I remember reading in this book how Tyndale’s life was “toil and privation, suffering and restless exile. For twelve years he lived as a wanderer, harried and driven from place to place.” When he finally finished translating the New Testament from Greek, a crowd burned the print shop and Tyndale only managed to snatch the pages from the press before he escaped. This English-language New Testament was then smuggled into England under the eyes of the King’s men, hidden in bales, sacks, and barrels, or landed from fishing boats. 15,000 printed New Testaments were read eagerly, to the horror of the bishops and King Henry, who burned any copies they could find, and burned several of Tyndale’s friends too. The campaign of suppression was so thorough that there are only three copies of Tyndale’s New Testament still in existence.
Tyndale then began translating the Old Testament from Hebrew. He got as far as Chronicles before he was betrayed by a friend to the men of the Holy Roman Emperor, who ruled much of Europe and had been asked by Henry VIII to arrest this man who had defied the King and bishops. Tyndale was imprisoned in what is now Belgium, tortured, tried, and condemned. In 1536, at the age of 41, William Tyndale, who consecrated his life to making God’s Word available to the people of England in their own language, was strangled and his body burned at the stake. His last words were, “O Lord, open the eyes of the King of England.”
Well, those eyes were opened, and Henry actually allowed publication of the Bible in English, and only three years after Tyndale’s martyrdom the King and bishops ordered that there be an English Bible in every church for anyone to read.
There are monuments to Tyndale, in Westminster Abbey and in the Cotswolds. But his real monument is in words, a legacy enshrined in the English language and in the English Bibles that followed his. Because of Tyndale we have phrases like “a man after his own heart,” “the living God,” “sick to death,” “flowing with milk and honey,” “the apple of his eye,” “a stranger in a strange land,” and the word “beautiful.” And to him above all others we owe the English Bible as our song for the journey, the living word passed from generation to generation.
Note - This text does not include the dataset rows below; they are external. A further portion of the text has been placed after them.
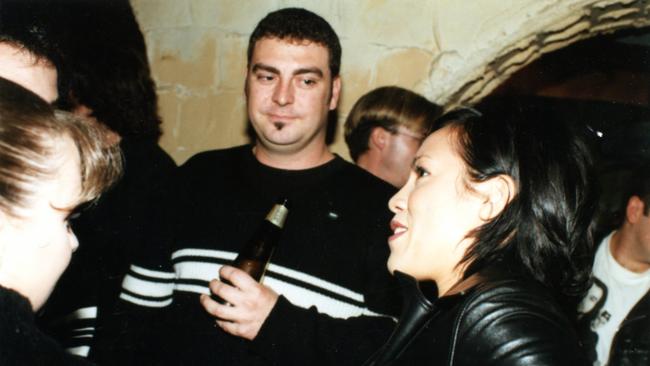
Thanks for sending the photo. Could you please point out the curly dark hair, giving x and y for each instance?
(299, 25)
(109, 70)
(25, 26)
(546, 231)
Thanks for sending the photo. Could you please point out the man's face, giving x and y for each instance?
(25, 70)
(398, 155)
(290, 91)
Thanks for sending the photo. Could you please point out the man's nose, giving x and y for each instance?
(283, 93)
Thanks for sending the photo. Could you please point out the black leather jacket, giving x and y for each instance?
(499, 319)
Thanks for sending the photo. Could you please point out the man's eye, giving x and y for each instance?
(420, 172)
(264, 77)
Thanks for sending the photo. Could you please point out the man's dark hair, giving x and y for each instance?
(546, 230)
(25, 26)
(387, 107)
(296, 24)
(109, 70)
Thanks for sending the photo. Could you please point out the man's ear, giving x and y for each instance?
(379, 138)
(634, 209)
(336, 93)
(498, 192)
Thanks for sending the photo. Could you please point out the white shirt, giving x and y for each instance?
(624, 289)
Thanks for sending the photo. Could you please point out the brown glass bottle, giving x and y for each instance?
(255, 255)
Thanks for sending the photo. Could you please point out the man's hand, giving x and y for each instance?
(249, 303)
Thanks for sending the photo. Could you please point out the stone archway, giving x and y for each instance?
(465, 75)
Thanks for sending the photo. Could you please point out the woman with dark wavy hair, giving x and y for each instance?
(497, 211)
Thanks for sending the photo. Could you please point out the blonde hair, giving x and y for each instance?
(28, 128)
(387, 107)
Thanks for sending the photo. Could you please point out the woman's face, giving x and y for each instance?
(434, 211)
(35, 248)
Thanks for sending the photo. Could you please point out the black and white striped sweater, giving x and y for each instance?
(330, 267)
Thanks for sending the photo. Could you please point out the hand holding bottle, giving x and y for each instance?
(249, 303)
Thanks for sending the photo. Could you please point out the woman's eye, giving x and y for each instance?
(265, 77)
(421, 172)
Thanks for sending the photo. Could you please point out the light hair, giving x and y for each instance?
(28, 129)
(387, 107)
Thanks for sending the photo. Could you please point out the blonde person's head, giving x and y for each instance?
(28, 129)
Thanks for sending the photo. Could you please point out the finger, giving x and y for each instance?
(225, 292)
(222, 312)
(208, 304)
(238, 277)
(229, 327)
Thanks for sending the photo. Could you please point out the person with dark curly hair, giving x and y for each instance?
(108, 79)
(498, 211)
(52, 162)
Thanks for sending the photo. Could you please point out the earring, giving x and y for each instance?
(485, 213)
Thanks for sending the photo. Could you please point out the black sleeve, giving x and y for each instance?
(517, 329)
(140, 323)
(296, 336)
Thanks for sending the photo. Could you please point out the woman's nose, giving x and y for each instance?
(397, 203)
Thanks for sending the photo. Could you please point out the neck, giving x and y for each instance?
(371, 162)
(293, 160)
(626, 252)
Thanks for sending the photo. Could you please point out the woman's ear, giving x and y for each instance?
(498, 192)
(379, 138)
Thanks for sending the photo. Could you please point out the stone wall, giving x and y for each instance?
(452, 51)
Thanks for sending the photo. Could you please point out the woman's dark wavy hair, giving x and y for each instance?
(545, 232)
(109, 72)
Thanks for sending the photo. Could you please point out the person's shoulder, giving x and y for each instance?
(356, 178)
(523, 318)
(211, 158)
(144, 154)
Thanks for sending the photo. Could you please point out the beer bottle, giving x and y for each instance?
(255, 255)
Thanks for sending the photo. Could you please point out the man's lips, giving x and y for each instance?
(397, 228)
(280, 117)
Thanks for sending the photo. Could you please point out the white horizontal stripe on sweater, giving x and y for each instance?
(153, 274)
(297, 295)
(145, 303)
(82, 313)
(203, 272)
(79, 351)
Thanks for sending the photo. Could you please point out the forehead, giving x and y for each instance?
(67, 178)
(442, 141)
(290, 51)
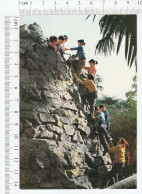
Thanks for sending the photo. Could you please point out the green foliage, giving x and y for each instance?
(116, 27)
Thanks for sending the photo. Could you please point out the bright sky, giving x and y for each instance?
(113, 69)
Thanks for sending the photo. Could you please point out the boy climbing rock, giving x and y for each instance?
(119, 163)
(52, 42)
(59, 45)
(106, 113)
(103, 133)
(78, 60)
(90, 91)
(92, 69)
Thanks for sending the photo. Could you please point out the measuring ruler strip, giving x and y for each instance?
(10, 118)
(81, 7)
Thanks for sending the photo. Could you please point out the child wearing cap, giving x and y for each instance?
(52, 42)
(92, 69)
(59, 45)
(80, 51)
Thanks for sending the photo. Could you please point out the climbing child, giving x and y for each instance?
(91, 91)
(107, 118)
(80, 51)
(103, 133)
(59, 45)
(52, 42)
(92, 69)
(78, 60)
(66, 39)
(119, 163)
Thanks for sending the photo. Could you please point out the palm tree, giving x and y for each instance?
(116, 27)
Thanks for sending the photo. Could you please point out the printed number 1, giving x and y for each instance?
(139, 2)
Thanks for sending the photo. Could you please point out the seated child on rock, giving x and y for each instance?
(52, 42)
(66, 39)
(80, 51)
(92, 69)
(78, 61)
(91, 91)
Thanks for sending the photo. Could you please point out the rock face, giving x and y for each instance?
(56, 151)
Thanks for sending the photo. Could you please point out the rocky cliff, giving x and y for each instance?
(57, 150)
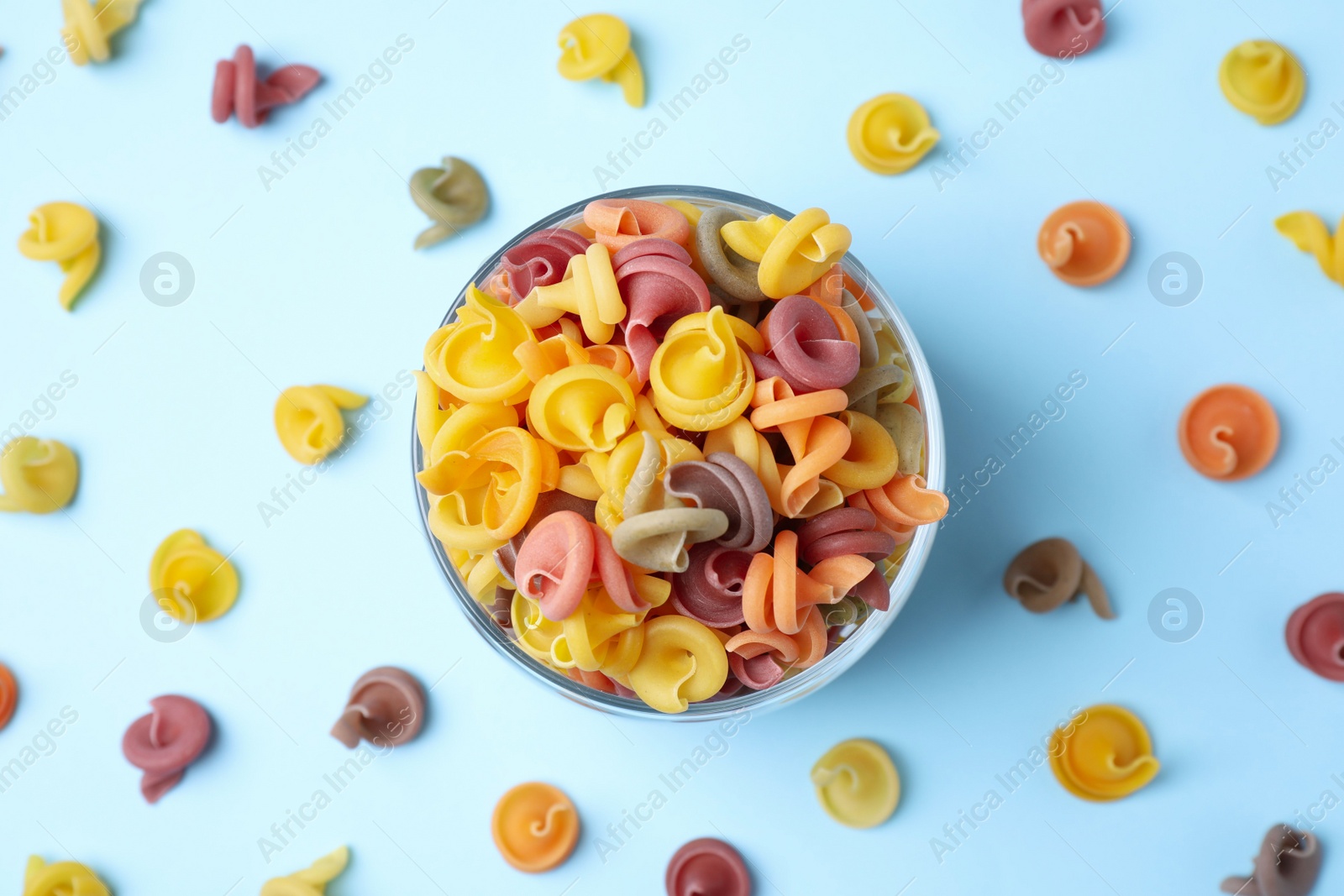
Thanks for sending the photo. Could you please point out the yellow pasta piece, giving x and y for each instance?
(1310, 235)
(588, 291)
(89, 26)
(467, 423)
(699, 375)
(682, 663)
(66, 234)
(535, 633)
(312, 880)
(190, 579)
(475, 356)
(582, 407)
(480, 573)
(60, 879)
(871, 458)
(598, 46)
(801, 253)
(750, 238)
(308, 419)
(429, 416)
(857, 783)
(591, 631)
(38, 476)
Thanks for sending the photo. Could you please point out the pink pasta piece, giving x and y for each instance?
(555, 563)
(806, 348)
(615, 575)
(843, 531)
(757, 672)
(710, 590)
(237, 89)
(659, 288)
(165, 741)
(537, 261)
(617, 222)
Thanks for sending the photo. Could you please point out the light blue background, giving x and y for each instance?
(315, 281)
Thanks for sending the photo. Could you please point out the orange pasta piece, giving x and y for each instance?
(906, 501)
(811, 640)
(753, 644)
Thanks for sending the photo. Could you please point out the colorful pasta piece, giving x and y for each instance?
(475, 356)
(618, 222)
(38, 476)
(806, 348)
(659, 286)
(659, 488)
(680, 664)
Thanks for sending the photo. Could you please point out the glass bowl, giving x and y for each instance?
(848, 651)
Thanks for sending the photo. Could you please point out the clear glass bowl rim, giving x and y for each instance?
(848, 652)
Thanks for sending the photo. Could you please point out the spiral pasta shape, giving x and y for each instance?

Those who drive the plough do indeed know the Scriptures better than the clergy of Tyndale’s time.
Brothers and sisters, we may not know anyone translating the Bible, although that work continues today – in fact, I’ve met the translators into Mohawk. We may not know any martyrs for the faith, although Christians are suffering as Tyndale did in places like Pakistan and Syria, Nigeria and Iraq: places where, as Jesus said, his followers are hated, excluded, reviled and defamed on his account, and we must pray as Tyndale did, “O Lord, open the eyes of the rulers of the world.”
We may not know anyone like that. But we do know followers of Jesus who went before us, those we have known and loved, who have spoken to our hearts and touched us with God’s Spirit: parents and grandparents, spouses, children, relatives, friends, ancestors. They may not have been saints with a capital S, enshrined in statues and plaques and stained glass windows. But they have been saints, with a small S, who left us a legacy of simple, little actions every day that add up to a lifetime of faith, and who inspire us to live faithfully. Thanks be to God.